TinyKVM: Fast sandbox that runs on top of Varnish (opens in new tab)

(info.varnish-software.com)

349 pointsperbu1y ago68 comments

68 comments

47 comments · 19 top-level

wmf1y ago· 5 in thread

Fascinating but I'm having trouble understanding the big picture. This runs a user process in a VM with no kernel? Does every system call become a VM exit and get proxied to the host? Or are there no system calls?

cryptonector1y ago

IIUC there's no need for system calls because there's no I/O. There's just program arguments and shared memory.

dividuum1y ago

You need a few syscalls: to grow your heap size (brk) or to exit your program (exit). I took a quick look at their code and here are the syscalls and arguments implemented: https://github.com/varnish/tinykvm/blob/master/src/functions...

It’s a bit more than running a program under seccomp strict mode, but conceptually similar, so running anything too complicated likely won't work. You certainly won’t be able to sandbox chromium for taking website snapshots for example.

2 more replies

winternewt1y ago

What do you mean by I/O exactly? Because to me handling HTTP requests definitely requires I/O, no matter how you technically implement it. Does the program start anew with new arguments for each HTTP request, and if so how is that an improvement over I/O syscalls?

2 more replies

jkrshnmenon1y ago

I believe it ships with its own kernel

> The TinyKVM guest has a tiny kernel which cannot be modified.

klooney1y ago

There is a non-configurable kernel in there

1 more reply

conradev1y ago· 5 in thread

Could this be used to migrate execution of a single program between two different machines?

fwsgonzo1y ago

Yep. I could imagine a deterministic method of just sending the executable + changed pages. Then load the program in the same way on the other machine, and then apply the changed pages. It would be a minimal transfer.

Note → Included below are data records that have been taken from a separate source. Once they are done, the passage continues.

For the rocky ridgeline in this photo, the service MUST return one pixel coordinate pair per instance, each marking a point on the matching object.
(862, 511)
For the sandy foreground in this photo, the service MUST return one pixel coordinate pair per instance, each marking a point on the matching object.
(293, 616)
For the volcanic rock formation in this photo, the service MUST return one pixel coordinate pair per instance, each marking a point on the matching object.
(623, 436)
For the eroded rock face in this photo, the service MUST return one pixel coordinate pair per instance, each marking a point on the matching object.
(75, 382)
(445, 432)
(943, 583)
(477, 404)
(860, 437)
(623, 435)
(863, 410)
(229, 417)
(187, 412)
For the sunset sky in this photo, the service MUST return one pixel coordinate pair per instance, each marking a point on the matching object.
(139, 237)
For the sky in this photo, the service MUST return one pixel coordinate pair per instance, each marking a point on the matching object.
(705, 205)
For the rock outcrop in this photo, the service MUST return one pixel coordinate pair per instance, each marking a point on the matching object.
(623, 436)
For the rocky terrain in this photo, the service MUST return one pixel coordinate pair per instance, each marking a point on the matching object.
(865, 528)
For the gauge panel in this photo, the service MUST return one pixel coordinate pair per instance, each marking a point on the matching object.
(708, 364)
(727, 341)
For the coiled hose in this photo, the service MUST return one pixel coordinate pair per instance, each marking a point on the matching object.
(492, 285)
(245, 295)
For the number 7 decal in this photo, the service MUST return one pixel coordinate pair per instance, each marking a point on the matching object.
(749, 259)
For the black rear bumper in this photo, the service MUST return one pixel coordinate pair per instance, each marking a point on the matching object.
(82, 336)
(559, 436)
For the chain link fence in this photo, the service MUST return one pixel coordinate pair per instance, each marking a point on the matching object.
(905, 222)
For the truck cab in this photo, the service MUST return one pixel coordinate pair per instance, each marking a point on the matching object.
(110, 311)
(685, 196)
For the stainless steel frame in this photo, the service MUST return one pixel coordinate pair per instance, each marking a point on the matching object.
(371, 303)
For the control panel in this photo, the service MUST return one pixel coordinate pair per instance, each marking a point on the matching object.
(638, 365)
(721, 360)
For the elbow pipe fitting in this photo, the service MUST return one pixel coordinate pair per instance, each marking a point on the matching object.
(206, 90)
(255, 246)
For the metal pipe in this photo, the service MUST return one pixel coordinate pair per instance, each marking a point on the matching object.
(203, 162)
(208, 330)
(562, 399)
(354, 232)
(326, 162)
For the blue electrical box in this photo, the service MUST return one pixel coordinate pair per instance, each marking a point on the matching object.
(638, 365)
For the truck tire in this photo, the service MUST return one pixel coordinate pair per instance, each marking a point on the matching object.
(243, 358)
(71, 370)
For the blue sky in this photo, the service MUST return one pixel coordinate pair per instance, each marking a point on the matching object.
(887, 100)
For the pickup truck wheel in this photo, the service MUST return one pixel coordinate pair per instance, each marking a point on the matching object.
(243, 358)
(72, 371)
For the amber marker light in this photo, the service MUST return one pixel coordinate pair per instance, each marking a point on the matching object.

Thread state can also be migrated, but Linux-kernel stuff like FDs cannot or at least, that's not my area of expertise!

vidarh1y ago

There was Condor for this[1], a couple of decades ago. Condor would checkpoint the process and restart it on another machine entirely user-level (but requiring processes to link to their library) by continuing to forward system calls. It of course had plenty of limitations, and some of their decisions would be considered serious security risks now (e.g. they intercept open() and record the name, and assume that its safe to reopen a file by the same name after migration), but it was an interesting system.

I think migrating cooperating processes would be fairly simple, and the big challenge is rather to decide on the right set of tradeoffs.

[1] https://chtc.cs.wisc.edu/doc/ckpt97.pdf

1 more reply

conradev1y ago

Yeah, that would be very cool!

With a read-only operating system that is identical across machines (i.e. NixOS or Silverblue), you would only have to send the dirty pages, too!

shrubble1y ago

I don’t see why not; over ten years ago the OpenVZ vm code had a way to rsync a container across the network; syncing everything; then only the pages that had changed since the start of sync; then the final pages that had changed in the last few seconds. There was a tiny delay to pause the container on the old and start on the new host; but I am sure that this could be reduced further.

pabs31y ago

I think CRIU can do that:

https://criu.org/

nine_k1y ago· 4 in thread

Oh. It's like Firecracker, only much faster 8-)

What I like most is the ability to instantly reset the state of the VM to a known predefined state. It's like restarting the VM without any actual restart. It looks like an ideal course of action for network-facing services that are constantly under attack: even if an attack succeeds, the result is erased on the next request.

Easy COW page sharing for programs that are not written with that in mind, like ML model runners, is also pretty nice.

chatmasta1y ago

It also sounds ideal for resuming memory intensive per-user programs, like LLMs with a large context window. You can basically have an executable (and its memory) attached to a user session, but only pay the cost for it while the user session has an open request.

dividuum1y ago

Yes

> TinyKVM can fork itself into copies that use copy-on-write to allow for huge workloads like LLMs to share most memory. As an example, 6GB weights required only 260MB working memory per instance, making it highly scalable.

daralthus1y ago

yes that's the durable objects ~ durable agents model that cloudflare is building

bonzini1y ago

It's more like gVisor (or QEMU's user mode emulation but it does not support KVM, only dynamic code translation).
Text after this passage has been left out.